A28: RADVAN: a randomised double blind phase 2 trial of whole brain radiotherapy with or without vandetanib in metastatic melanoma with brain metastases (ISRCTN20253034)

Avinash Gupta1,Adelyn Wise6,Matthew Goff6,Linda Collins6,Finn Tysoe1,Sharon Love5,Corran Roberts5,Jenny Nobes8,James Lester3,Ernie Marshall2,Carie Corner4,Mark Middleton1,7

1Oxford University Hospitals NHS Trust, Oxford, UK,2Clatterbridge Cancer Centre NHS Foundation Trust, Wirral, UK,3Weston Park Hospital, Sheffield, UK,4Mount Vernon Cancer Centre, Northwood, UK,5Oxford Clinical Trials Research Unit, Centre for Statistics in Medicine, University of Oxford, Oxford, UK,6Oncology Clinical Trials Office, University of Oxford, Oxford, UK,7NIHR Oxford Biomedical Research Centre, Oxford, UK,8Norfolk and Norwich University and Hospitals NHS Foundation Trust, Norwich, UK

Presenting date: Monday 2 November
Presenting time: 13.10-14.00


The clinical incidence of brain metastases in patients with malignant melanoma ranges from 6% to 43%, and brain metastases contribute to death in >95% of cases. Until recently most patients were treated with whole brain radiotherapy (WBRT) with palliative intent and limited effectiveness. Vandetanib is an inhibitor of VEGF, EGF and RET receptor tyrosine kinases, and a potent radiosensitiser.


Eligible patients with melanoma brain metastases were randomised (1:1) to radiotherapy with vandetanib or placebo. Patients received three weeks of either vandetanib 100mg once daily or placebo, starting 4 days (+/- 1 day) before WBRT (30 Gy in 10 fractions). The main study was preceded by a safety run-in phase with 6 patients to confirm regime tolerability. The main aim was to assess efficacy of vandetanib using the primary outcome of progression free survival in the brain (PFS brain) with secondary aims including safety and tolerability.

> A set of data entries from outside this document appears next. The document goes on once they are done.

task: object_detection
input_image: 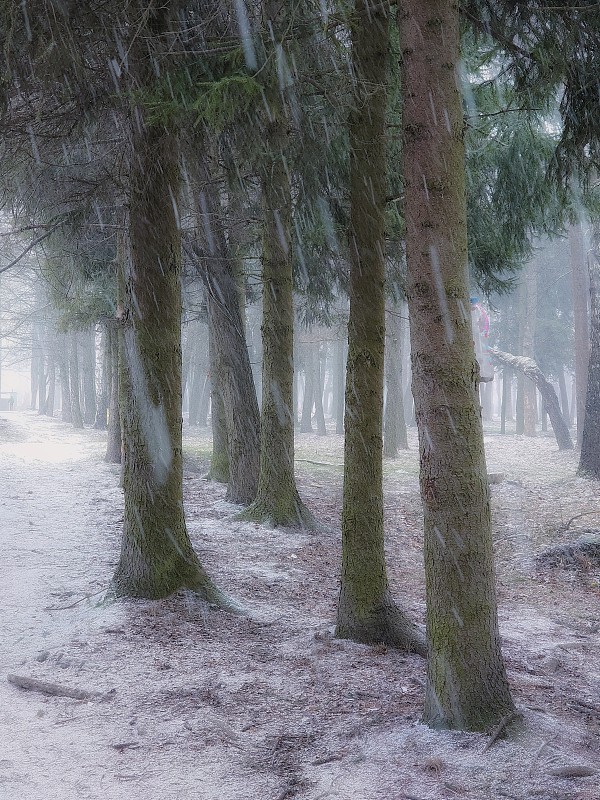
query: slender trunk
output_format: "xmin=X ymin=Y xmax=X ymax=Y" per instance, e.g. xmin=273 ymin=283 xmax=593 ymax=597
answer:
xmin=383 ymin=304 xmax=408 ymax=458
xmin=569 ymin=223 xmax=590 ymax=447
xmin=198 ymin=146 xmax=260 ymax=505
xmin=336 ymin=0 xmax=426 ymax=655
xmin=239 ymin=0 xmax=315 ymax=527
xmin=69 ymin=331 xmax=83 ymax=428
xmin=577 ymin=223 xmax=600 ymax=479
xmin=300 ymin=342 xmax=315 ymax=433
xmin=312 ymin=342 xmax=327 ymax=436
xmin=207 ymin=316 xmax=229 ymax=483
xmin=399 ymin=0 xmax=514 ymax=730
xmin=94 ymin=323 xmax=112 ymax=431
xmin=334 ymin=339 xmax=346 ymax=434
xmin=521 ymin=260 xmax=537 ymax=436
xmin=80 ymin=326 xmax=96 ymax=425
xmin=558 ymin=367 xmax=570 ymax=420
xmin=113 ymin=6 xmax=225 ymax=603
xmin=103 ymin=324 xmax=123 ymax=464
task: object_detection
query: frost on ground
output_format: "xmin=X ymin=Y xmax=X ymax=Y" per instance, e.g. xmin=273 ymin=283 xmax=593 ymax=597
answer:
xmin=0 ymin=414 xmax=600 ymax=800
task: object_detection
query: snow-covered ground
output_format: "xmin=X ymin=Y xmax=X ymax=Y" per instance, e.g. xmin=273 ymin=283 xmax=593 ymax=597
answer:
xmin=0 ymin=413 xmax=600 ymax=800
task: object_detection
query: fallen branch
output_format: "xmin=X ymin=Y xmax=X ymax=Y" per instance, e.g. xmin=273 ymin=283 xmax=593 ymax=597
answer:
xmin=6 ymin=675 xmax=106 ymax=700
xmin=563 ymin=509 xmax=600 ymax=531
xmin=482 ymin=711 xmax=523 ymax=753
xmin=489 ymin=347 xmax=573 ymax=450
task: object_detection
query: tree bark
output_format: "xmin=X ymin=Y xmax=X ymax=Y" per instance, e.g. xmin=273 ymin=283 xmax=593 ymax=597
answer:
xmin=80 ymin=326 xmax=96 ymax=425
xmin=104 ymin=324 xmax=126 ymax=464
xmin=69 ymin=331 xmax=83 ymax=428
xmin=336 ymin=0 xmax=426 ymax=655
xmin=243 ymin=0 xmax=315 ymax=528
xmin=399 ymin=0 xmax=514 ymax=730
xmin=383 ymin=304 xmax=408 ymax=458
xmin=490 ymin=347 xmax=573 ymax=450
xmin=569 ymin=223 xmax=590 ymax=447
xmin=577 ymin=223 xmax=600 ymax=479
xmin=198 ymin=147 xmax=260 ymax=505
xmin=113 ymin=6 xmax=227 ymax=605
xmin=94 ymin=323 xmax=112 ymax=431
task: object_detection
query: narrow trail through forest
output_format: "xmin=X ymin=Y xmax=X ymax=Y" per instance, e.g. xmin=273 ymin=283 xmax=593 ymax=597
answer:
xmin=0 ymin=413 xmax=600 ymax=800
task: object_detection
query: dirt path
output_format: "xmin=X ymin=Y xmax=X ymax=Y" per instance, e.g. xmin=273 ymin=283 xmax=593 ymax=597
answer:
xmin=0 ymin=414 xmax=600 ymax=800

From 71 patients screened, 6 patients were recruited to the safety run-in and a further 18 to the randomised phase which was then closed due to lack of accrual. At closure, in the randomised phase median PFS brain was 3.25 months 95%CI(1.0-5.6) in those randomised to vandetanib compared to 2.50 months 95%CI(0.2-4.8) in the placebo arm (p=0.339 Tarone-Ware test). There were 5 serious adverse events (SAEs) experienced by 5 patients in the arm randomised to vandetanib and 2 SAEs by 2 patients randomised to placebo.

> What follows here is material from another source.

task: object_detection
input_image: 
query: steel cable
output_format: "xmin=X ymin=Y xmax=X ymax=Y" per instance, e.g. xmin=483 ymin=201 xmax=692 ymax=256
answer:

The combination of WBRT plus vandetanib was found to be well tolerated in this patient population. Although median PFS brain was increased with the combination, this was not statistically significant due the lack of accrual.  Study recruitment proved challenging due to the increased treatment options in this group of patients.